1518-P: HMGA1 Deficiency—A Common Causal Link between Tau Pathology and Insulin Resistance?

Consistent evidence supports a link between neurodegeneration, insulin resistance (IR) and type 2 diabetes (T2D). The molecular mechanisms for this association are unclear. It has been previously shown that the transacting factor HMGA1 is needed for proper expression of the insulin receptor. Also, IR and T2D were reported earlier in humans and mice with HMGA1 gene defects. Here, we focused on HMGA1 as a potential novel pathogenic factor of Tauopathies, including Alzheimer’s disease. Investigations were performed in vitro, in human and mouse neuronal cell models, and in vivo, in Hmga1-/- mice. Immunoblot analyses, combined with protein-DNA interaction studies, ChIP-qPCR, and reporter gene assays in living cells were carried out, in addition to Tau immunohistochemistry in Hmga1-/- mouse brain. Also, a case-control study was used to explore the relationship between HMGA1 and Tau pathology in Tauopathy patients, carrying or not the rs146052672 variant, which negatively impacts HMGA1 protein production and increases the risk of IR and T2D. We show that HMGA1 plays a role in controlling Tau protein expression.
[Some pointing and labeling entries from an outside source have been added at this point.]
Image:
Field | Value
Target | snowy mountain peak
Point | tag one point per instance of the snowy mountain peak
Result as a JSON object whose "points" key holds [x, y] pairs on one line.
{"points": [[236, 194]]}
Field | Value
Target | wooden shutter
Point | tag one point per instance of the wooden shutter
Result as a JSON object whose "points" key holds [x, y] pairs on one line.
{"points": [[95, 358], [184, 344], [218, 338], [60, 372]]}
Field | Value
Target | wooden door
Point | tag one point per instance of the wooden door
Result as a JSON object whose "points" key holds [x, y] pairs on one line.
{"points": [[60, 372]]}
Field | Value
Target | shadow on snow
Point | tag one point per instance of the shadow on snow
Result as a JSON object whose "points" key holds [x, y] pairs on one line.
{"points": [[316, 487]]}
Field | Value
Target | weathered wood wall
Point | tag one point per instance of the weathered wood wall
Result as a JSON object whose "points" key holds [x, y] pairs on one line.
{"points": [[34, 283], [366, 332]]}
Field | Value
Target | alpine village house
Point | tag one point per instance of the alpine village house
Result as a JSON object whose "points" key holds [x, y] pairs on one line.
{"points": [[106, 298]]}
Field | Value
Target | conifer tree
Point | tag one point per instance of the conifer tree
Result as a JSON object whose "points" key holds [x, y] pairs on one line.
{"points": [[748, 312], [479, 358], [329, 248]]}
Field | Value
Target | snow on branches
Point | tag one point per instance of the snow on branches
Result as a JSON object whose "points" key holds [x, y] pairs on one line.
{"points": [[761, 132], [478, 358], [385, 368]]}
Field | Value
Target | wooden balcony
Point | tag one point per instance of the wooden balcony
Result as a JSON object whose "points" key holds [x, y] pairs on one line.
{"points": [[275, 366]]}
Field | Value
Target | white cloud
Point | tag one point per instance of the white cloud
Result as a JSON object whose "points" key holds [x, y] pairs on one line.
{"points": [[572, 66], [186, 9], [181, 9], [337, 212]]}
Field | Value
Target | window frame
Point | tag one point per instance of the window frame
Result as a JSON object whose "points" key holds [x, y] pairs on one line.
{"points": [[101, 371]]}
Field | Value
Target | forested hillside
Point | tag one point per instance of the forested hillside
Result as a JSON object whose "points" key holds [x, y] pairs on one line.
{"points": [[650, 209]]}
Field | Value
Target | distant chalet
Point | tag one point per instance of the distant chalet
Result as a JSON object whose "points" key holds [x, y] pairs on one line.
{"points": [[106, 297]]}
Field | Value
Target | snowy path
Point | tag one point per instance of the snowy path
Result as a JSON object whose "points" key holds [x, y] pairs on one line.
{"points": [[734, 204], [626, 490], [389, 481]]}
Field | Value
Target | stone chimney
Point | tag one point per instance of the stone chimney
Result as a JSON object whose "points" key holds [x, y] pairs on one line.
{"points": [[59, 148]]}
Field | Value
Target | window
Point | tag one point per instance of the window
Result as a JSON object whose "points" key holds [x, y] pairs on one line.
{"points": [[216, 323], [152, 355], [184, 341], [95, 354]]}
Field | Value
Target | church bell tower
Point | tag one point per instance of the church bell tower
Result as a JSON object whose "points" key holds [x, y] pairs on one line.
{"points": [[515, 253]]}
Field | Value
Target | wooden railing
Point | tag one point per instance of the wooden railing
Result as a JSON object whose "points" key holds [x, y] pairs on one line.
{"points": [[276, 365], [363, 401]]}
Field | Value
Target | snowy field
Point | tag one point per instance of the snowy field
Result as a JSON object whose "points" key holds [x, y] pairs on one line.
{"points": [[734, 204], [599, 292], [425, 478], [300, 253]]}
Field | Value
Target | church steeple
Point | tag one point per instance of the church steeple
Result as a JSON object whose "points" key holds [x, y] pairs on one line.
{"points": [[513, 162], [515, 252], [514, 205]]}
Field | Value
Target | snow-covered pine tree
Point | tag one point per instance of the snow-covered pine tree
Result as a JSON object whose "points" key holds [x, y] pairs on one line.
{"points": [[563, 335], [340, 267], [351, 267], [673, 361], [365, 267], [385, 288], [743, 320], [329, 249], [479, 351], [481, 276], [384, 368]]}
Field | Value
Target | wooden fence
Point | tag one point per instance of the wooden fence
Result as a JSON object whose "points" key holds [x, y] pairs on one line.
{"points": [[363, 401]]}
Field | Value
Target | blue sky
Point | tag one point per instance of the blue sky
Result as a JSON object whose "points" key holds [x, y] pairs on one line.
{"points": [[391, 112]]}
This function was mediated primarily through the specific repression of MAPT gene transcription. Thus, Tau mRNA and protein levels were inversely related to HMGA1 in both human neuronal cells and primary mouse neurons. This inverse relationship was confirmed in the brain of Hmga1-/- mice, in which Tau was overexpressed, compared to Hmga1+/+ mice. Furthermore, genetic analysis indicated that the rs146052672 variant was more common among patients with Tauopathy (17%) than among controls (5%). Adjusted logistic regression analysis revealed a strong association of this variant with Tauopathy (OR, 5.56 [95% CI, 2.08-14.87]; P = 0.001). HMGA1 is a repressor of the MAPT gene. As such, HMGA1 deficiency may be a causative factor of Tauopathy. We hypothesize that a shared causal link between Tau pathology and insulin resistance is plausible, that is, via downregulation of HMGA1 function. Disclosure M. Mirabelli: None. E.D. Chiefari: None. F. Brunetti: None. D. Foti: None. A. Brunetti: None.